На груди застывшего в дверях отца, опирающегося рукой о притолоку, вдруг появилась веретеница: мелькнула тонкой золотой полоской и исчезла между фиолетовыми камнями стены.

Веретеницы, или, иначе, стеклянные змейки, отбрасывают при опасности хвост, как и ящерицы. Вот и эта, юркнув в щель, оставила на поверхности стены кончик хвоста. Марсо смотрел на быстро тускнеющую на шероховатой стене золотую слезу, и она словно жгла его собственную щеку.

Когда он проснулся, щеки у него горели. Лихорадило, кровь стучала в висках. Ледяной ветер порывами налетал на ветви магнолии, трепал листья, срывал и разбрасывал белыми клочьями по двору жемчужно-белые цветы. Луны больше не было ни на небе, ни на земле. Лишь белые полосы там и здесь. На небе — Млечный Путь, где в вихре, поднятом неумолимым вращением светящейся длани, зарождались звезды, на земле — дорожки белых лепестков, теряющих цвет и аромат.
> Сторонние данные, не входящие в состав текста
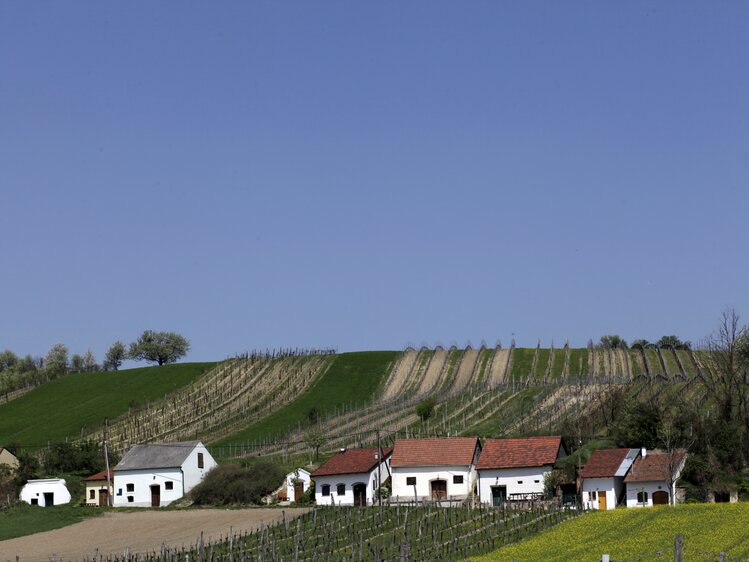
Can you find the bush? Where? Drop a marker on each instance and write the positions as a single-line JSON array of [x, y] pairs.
[[232, 484], [425, 408]]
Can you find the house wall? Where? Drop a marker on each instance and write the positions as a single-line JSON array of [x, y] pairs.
[[634, 488], [97, 486], [302, 475], [142, 480], [425, 475], [612, 487], [518, 481], [35, 490], [193, 474]]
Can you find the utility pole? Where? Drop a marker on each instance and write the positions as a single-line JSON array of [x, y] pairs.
[[110, 490], [379, 471]]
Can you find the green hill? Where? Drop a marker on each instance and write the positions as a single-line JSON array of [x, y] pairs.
[[351, 378], [60, 408]]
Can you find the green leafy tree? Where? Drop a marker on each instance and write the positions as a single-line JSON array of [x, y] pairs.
[[114, 356], [56, 361], [612, 342], [159, 347]]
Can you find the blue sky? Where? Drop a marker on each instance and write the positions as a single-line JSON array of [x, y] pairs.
[[367, 175]]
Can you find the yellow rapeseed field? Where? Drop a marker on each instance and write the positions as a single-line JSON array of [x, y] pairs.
[[639, 534]]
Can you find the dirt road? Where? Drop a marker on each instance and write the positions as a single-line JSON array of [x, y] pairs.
[[143, 532]]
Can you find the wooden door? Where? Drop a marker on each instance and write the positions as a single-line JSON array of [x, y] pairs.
[[360, 495], [660, 498], [439, 489], [499, 495], [155, 495]]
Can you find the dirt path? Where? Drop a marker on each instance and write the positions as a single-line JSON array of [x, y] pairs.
[[143, 532]]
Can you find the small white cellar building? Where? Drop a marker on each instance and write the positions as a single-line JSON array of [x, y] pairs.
[[352, 476], [45, 492], [157, 475]]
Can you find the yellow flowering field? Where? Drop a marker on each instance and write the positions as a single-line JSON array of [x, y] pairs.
[[708, 529]]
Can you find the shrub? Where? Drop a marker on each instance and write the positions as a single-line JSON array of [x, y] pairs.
[[232, 484]]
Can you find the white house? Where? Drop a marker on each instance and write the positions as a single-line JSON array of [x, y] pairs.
[[45, 492], [603, 477], [297, 483], [514, 469], [648, 480], [434, 468], [156, 475], [351, 477]]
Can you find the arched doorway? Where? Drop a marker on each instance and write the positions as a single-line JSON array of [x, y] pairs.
[[660, 498], [439, 489], [360, 495]]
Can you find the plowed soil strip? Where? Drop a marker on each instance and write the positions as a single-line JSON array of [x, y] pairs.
[[143, 532]]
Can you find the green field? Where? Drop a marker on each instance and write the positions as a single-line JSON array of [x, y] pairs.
[[639, 534], [60, 408], [27, 519], [351, 378]]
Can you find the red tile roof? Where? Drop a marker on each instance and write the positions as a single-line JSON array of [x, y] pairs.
[[434, 451], [518, 453], [101, 475], [604, 463], [654, 466], [351, 461]]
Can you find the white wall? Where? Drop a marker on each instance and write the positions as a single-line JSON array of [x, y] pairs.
[[35, 490], [517, 480], [612, 487], [368, 478], [424, 476], [634, 488], [301, 475], [142, 480]]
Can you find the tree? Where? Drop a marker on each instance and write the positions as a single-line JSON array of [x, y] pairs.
[[56, 362], [159, 347], [115, 355], [613, 342]]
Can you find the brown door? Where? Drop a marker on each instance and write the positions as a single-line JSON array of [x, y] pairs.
[[439, 489], [155, 495], [360, 495], [660, 498]]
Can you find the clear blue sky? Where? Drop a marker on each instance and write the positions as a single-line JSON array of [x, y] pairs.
[[367, 175]]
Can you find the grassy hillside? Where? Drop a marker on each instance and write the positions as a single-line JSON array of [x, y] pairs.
[[639, 534], [60, 408], [351, 378]]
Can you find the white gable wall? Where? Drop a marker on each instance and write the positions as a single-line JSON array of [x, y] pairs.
[[425, 475], [612, 487], [348, 480], [525, 480]]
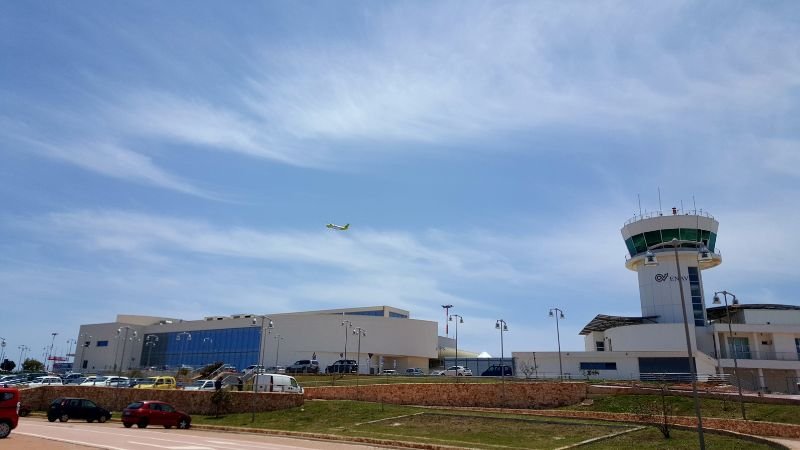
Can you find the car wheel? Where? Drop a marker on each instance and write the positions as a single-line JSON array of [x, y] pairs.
[[5, 429]]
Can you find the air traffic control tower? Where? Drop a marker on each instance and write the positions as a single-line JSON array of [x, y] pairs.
[[651, 240]]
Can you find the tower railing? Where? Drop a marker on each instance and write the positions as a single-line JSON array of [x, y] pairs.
[[674, 212]]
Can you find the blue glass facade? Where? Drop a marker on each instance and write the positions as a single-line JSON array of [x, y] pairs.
[[236, 346]]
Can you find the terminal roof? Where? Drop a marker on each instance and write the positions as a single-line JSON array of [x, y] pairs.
[[601, 322]]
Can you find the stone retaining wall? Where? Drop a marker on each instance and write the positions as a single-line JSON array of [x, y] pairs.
[[510, 395], [192, 402], [750, 427], [600, 391]]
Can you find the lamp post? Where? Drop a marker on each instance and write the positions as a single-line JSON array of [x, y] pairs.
[[50, 352], [124, 342], [360, 332], [70, 343], [261, 343], [210, 344], [346, 324], [702, 255], [84, 348], [460, 320], [735, 301], [188, 337], [278, 338], [446, 316], [22, 349], [503, 327], [559, 315], [150, 341]]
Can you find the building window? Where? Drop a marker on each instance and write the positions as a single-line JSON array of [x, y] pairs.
[[695, 289], [739, 347], [600, 346], [598, 366]]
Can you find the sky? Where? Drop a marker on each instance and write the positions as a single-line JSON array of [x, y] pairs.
[[181, 159]]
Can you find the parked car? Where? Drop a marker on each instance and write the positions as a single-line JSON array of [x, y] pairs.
[[157, 383], [459, 371], [70, 378], [150, 412], [117, 381], [253, 368], [66, 408], [46, 381], [304, 366], [93, 380], [343, 366], [201, 385], [274, 369], [9, 410], [497, 370], [267, 382]]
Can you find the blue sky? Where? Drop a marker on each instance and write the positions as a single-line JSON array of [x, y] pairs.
[[182, 158]]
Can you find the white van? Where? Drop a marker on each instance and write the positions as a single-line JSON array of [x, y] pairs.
[[272, 382]]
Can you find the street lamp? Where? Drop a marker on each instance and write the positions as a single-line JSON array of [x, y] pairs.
[[346, 324], [503, 327], [703, 255], [124, 343], [360, 332], [732, 348], [150, 341], [559, 315], [50, 352], [460, 320], [70, 342], [84, 345], [446, 316], [183, 348], [262, 343], [277, 338], [22, 349]]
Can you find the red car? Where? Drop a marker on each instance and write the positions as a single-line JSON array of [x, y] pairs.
[[9, 410], [151, 412]]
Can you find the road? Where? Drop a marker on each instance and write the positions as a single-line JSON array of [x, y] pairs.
[[37, 433]]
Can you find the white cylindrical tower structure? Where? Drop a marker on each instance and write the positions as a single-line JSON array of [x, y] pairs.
[[695, 234]]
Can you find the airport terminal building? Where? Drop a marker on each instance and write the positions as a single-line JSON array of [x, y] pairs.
[[389, 338], [669, 253]]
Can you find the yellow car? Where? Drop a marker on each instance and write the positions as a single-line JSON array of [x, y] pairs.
[[158, 383]]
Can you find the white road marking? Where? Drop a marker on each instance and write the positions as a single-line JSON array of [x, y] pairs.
[[70, 441]]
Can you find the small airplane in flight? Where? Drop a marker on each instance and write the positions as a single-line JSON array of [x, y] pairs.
[[333, 226]]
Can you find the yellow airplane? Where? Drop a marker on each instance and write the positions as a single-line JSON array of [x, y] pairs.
[[333, 226]]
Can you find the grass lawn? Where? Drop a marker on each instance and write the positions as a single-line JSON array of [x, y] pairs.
[[684, 406], [462, 428]]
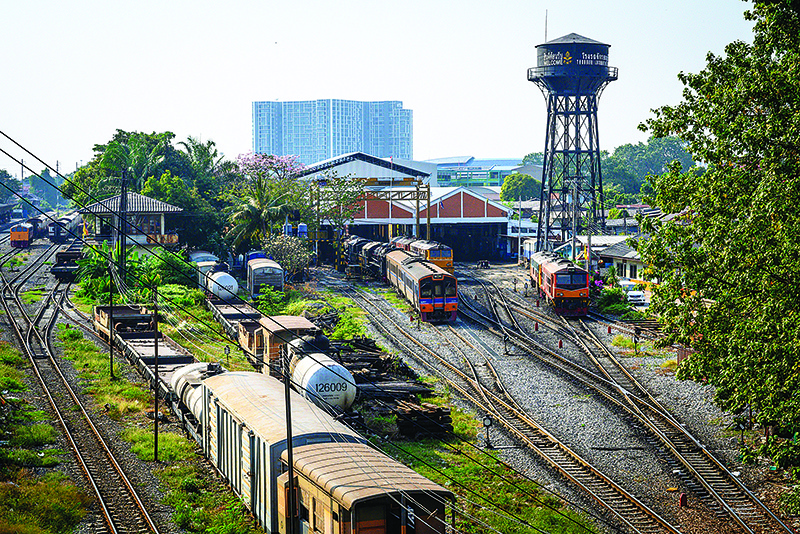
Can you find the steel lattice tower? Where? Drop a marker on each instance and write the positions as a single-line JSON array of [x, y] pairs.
[[571, 72]]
Марсо захотелось плакать, его пронзила безысходная тоска, подобная той, что нападает порой на детишек, когда никто не приласкает их и они чувствуют себя покинутыми. Он и впрямь был покинут всеми, а теперь и сам от себя отстранился. Устал до полного изнурения, извелся от одиночества. И ему захотелось плакать от жалости к бедняге, который вот-вот покинет этот мир, до которого никому нет дела и о котором никто не станет скорбеть. Но даже этого он не мог сделать, не мог пролить ни слезинки над самим собой.

Его иссушила тоска, он был опустошен. И только смотрел на гонимые ветром по земле мертвые, посеревшие лепестки.

Нет, он не станет вешаться на этой огромной отцветшей магнолии. Тоска его слишком тяжела для ветвей дерева, которое в день свадьбы он привез сюда под торжественным караулом, точно именитого узника в ссылку. Магнолия горда, как его жена, надменная, холодная Корволева дочка. И вдруг он подумал: а как звали крупного рыжего вола морванской породы, который в то далекое апрельское утро тащил повозку с деревом-изгнанником? У него был такой покорный взгляд.

В лес, да, в лес понесет он свою скорбь. Туда, где растут простые, без жемчужноматовых благоухающих цветов деревья, не отравленные горько-презрительным сожалением о городском саде. Незатейливые дубы, буки и грабы, среди которых росли и работали он сам и его брат.

Как-то Леже спросил его, почему, если смотреть издали, леса кажутся синими, а вблизи меняют цвет. Леже часами напролет смотрел вдаль и знал, что синим бывает только недостижимое: небо, горизонт. Далекая, недосягаемая синева завораживала его. Марсо любил этого придурковатого старичка-младенца, восторженно любовавшегося обманчиво-синими далями.